Not all teams fare so well and I expect that stylistic tendencies by some teams (particularly how much they lean on headers) will require adjusting the model to keep close to that level of accuracy. Here's the 2013 season in actual goals (again, excluding penalty and own goals), expected goals based on what we'll call Model v0.1, and the difference.
|Real Salt Lake||50||39.44||+10.56|
There are some big outliers here.. well beyond what we could reasonably expect from luck. The teams who fell the most short of their expected goal numbers were San Jose, Houston, and DC United. Notably, two of those teams are much more reliant on headed shots than a typical MLS team. And there was all kinds of evidence that DC was very unlucky as well as being very bad (and you need both to have a historically low number of wins) so it's not surprising to see them there. At the other end, Real Salt Lake and Vancouver scored quite a few more than expected.
One test to see whether a difference is due to skill or luck is to look at a team over time. RSL, for example, was +11 last year. But in 2012 they were +2. And in 2011 -3. So if they've cracked the code of shot conversion, it was a very recent development. Only one team has consistently shown an ability to beat their expected goal total year to year, and I'll discuss them in a future installment.
We can also look at expected goals at the individual level by looking at the players taking the shots.
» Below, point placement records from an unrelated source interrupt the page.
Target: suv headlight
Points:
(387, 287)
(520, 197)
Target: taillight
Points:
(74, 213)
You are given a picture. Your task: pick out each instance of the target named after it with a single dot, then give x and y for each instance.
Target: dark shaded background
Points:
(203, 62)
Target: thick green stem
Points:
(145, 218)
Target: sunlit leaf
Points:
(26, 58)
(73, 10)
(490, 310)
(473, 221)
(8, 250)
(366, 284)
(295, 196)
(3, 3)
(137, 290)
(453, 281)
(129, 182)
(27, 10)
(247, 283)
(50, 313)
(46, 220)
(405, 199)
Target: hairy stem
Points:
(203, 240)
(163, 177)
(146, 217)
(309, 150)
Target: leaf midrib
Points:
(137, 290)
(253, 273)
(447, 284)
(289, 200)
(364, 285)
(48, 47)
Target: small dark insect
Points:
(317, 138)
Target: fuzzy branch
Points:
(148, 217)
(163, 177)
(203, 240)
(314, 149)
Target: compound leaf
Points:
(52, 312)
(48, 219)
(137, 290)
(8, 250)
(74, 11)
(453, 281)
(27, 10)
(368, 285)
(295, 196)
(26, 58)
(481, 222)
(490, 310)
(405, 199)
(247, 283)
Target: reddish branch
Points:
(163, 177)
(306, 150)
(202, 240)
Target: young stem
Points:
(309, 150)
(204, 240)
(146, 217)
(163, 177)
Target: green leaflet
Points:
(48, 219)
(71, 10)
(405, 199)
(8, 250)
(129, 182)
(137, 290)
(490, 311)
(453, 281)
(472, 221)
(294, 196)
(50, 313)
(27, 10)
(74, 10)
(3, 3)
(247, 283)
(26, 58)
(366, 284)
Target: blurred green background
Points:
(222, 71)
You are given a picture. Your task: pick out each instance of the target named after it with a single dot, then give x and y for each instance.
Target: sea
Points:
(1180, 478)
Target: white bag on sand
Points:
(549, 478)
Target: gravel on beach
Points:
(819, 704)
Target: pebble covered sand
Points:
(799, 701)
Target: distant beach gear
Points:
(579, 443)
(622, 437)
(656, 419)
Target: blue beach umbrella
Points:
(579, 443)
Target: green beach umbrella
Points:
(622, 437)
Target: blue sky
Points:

Here are the top 10 players ordered by how much they outperformed their expected goals:
|Marco Di Vaio||11.08||20||+8.92|
Di Vaio is an interesting player to top the list. Of course, he scored a ton of goals. But he also did it with a very distinctive style, hugging the defensive line so tight that he lead the league in being called offside enough to lap the rest of the field. But when the through balls and balls over the top to him were onside, he was totally free of defenders, which would help account for his higher finishing rate. Opta actually tracks breakaways and through balls as well, so it should be theoretically possible to account for those shots.
There's another argument for a stylistic ability to beat the expected goals number. Nagbe sits in 9th place, but Diego Valeri is in 12th (at +3.65) and Will Johnson in 14th (at +3.61). Having 3 players on the top 15 suggests that Caleb Porter's possession-and-throughball style may consistently lead to higher percentage chances.
Now here's the bottom 10 players who significantly missed their expected goal targets:
|Juan Luis Anangono||4.25||2||-2.25|
I'll let Galaxy fans expound to you the many ways in which Zardes' shooting was awry last season. Suffice to say he was a disappointment. There's a significant representation of players who primarily shoot with their head, and that doesn't surprise me since we're not scoring them any differently. To expound on the theory, a shot from 5 yards out with your head is probably a run of the mill header off a set piece and doesn't have a particularly high chance of going in, since it's almost certainly heavily contested and headers are hard to control. On the other hand, a shot with your foot from 5 yards out is a gift and they tend to go in at a high rate. I expect that explains Omar's, Chad's, and (to some extent) Bruin's presence on the list and in the next iteration I'll break out headed conversion rates separately.
As I said, more to come. But for now I think it's a pretty impressive and easy to calculate model for only needing a single piece of data for each shot.